Now, when you access the frontend at http://localhost:3000, it will make API calls to your running backend at http://localhost:8082.

5. Development and Testing

This project includes a mock RAG implementation (test_backend_integration.py) that allows you to test the API integration without needing a fully functional RAG pipeline. The api_server.py is currently configured to use this mock.

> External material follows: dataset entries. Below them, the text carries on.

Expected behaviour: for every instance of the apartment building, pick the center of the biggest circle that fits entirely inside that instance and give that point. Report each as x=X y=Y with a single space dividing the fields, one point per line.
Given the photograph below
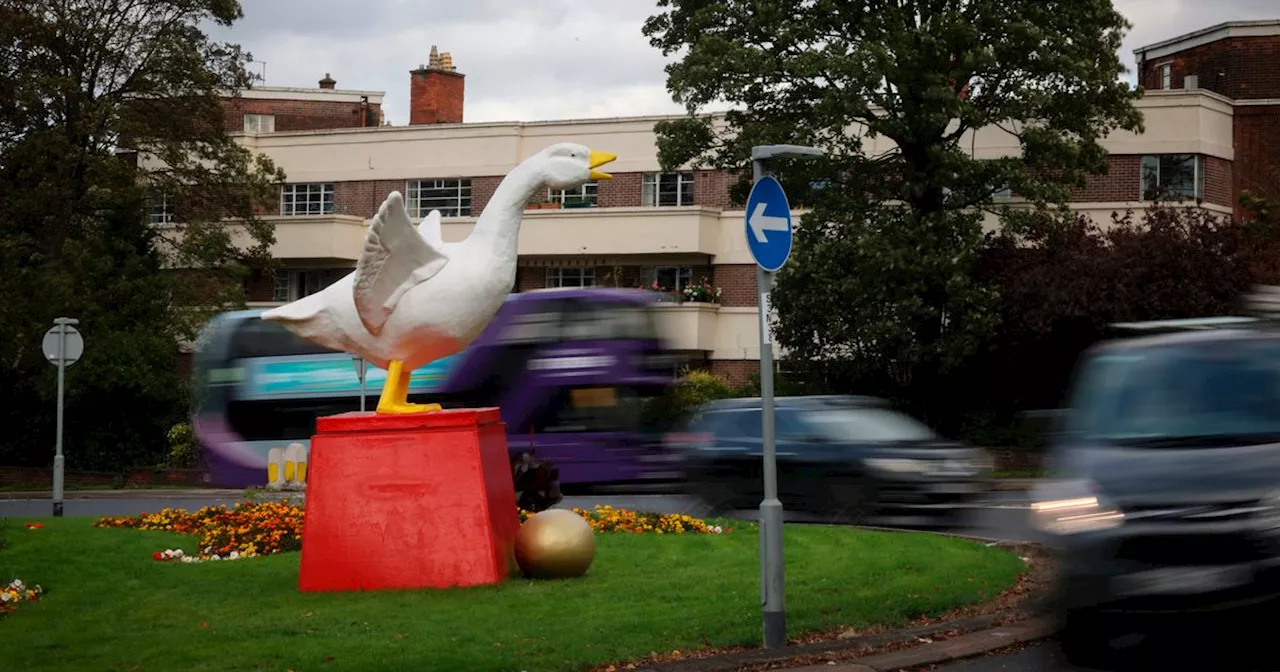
x=1211 y=110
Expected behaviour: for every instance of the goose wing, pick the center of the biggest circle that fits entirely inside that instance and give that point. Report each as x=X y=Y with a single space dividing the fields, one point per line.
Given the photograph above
x=430 y=229
x=394 y=259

To implement the actual RAG logic, you will need to:

Create rag_generate.py and retrieval_pipeline.py.
Update api_server.py to import RAGGenerator from rag_generate instead of test_backend_integration.

6. Building the RAG Pipeline (Student Implementation)

The api_server.py is already complete. Your job is to implement the RAG logic in 3 files.

📁 Understanding `chunks.json`

Download chunks.json from the Google Drive link. Each chunk contains:

chunk_id - Unique ID (use as vector ID in Qdrant)
text - Content to embed and search
title, authors, pdf_url, github_link, video_link - Metadata for citations

🔧 Files to Implement

Starter files are already created in backend/ with TODO comments. Open each file and implement the functions:

File	Purpose
`upload_from_npz.py`	Script to upload embeddings from .npz file to Qdrant cloud
`retrieval_pipeline.py`	Hybrid search (semantic + BM25 + reranking)
`rag_generate.py`	Generate answers using LLM

Choose one of the following options:

STEP 1 a: Upload Pre-computed Embeddings to Qdrant Cloud

We provide pre-computed embeddings using BAAI/bge-large-en-v1.5 model (1024 dimensions) to avoid rate limiting issues and speed up the process. drive link: https://drive.google.com/file/d/1kJwXIe5mc-nI_ga-b6KFAW33-MHucSqE/view?usp=drive_link

File: backend/upload_from_npz.py

This script is already implemented - it loads pre-computed embeddings from embeddings_BAAI_bge_large_en_v1.5.npz and uploads them to Qdrant Cloud.

Run once to upload:

cd backend
python upload_from_npz.py --recreate

This takes ~5 minutes (no API calls for embeddings). The --recreate flag deletes any existing collection and starts fresh.

What it does:

Loads 11,008 chunks from chunks.json
Loads pre-computed embeddings from .npz file
Creates Qdrant collection with 1024-dimensional vectors
Uploads all chunks with embeddings in batches

Step 1 b: Upload Chunks to Qdrant Cloud by creating embedding using openrouter

Use upload_to_qdrant.py to upload chunks to Qdrant Cloud by creating embedding using openrouter BAAI_bge_large_en_v1.5 model. Make sure the embedding model is BAAI_bge_large_en_v1.5.

Run once to upload:

cd backend
python upload_to_qdrant.py --recreate

STEP 2: Implement Retrieval Pipeline

File: backend/retrieval_pipeline.py

Implement these classes/functions:

Class/Function	What it does
`OpenRouterEmbedder.__init__()`	Store API key, model (`baai/bge-large-en-v1.5`), base URL
`OpenRouterEmbedder.embed_query()`	Get embedding for a query via OpenRouter API (must match upload model)
`BM25Index.__init__()`	Tokenize chunks and build BM25 index
`BM25Index._tokenize()`	Convert text to lowercase word tokens
`BM25Index.search()`	Return top-k BM25 matches
`RetrievalPipeline.__init__()`	Initialize Qdrant client, embedder, BM25 index
`RetrievalPipeline.semantic_search()`	Query Qdrant with embedded query
`RetrievalPipeline.bm25_search()`	Run BM25 keyword search
`RetrievalPipeline.hybrid_search()`	Combine semantic + BM25 with weighted scores
`RetrievalPipeline.rerank()`	(Optional) Rerank using Cohere API
`RetrievalPipeline.retrieve()`	Full pipeline → returns `RetrievalResult` list

Test:

python retrieval_pipeline.py "3D Gaussian Splatting"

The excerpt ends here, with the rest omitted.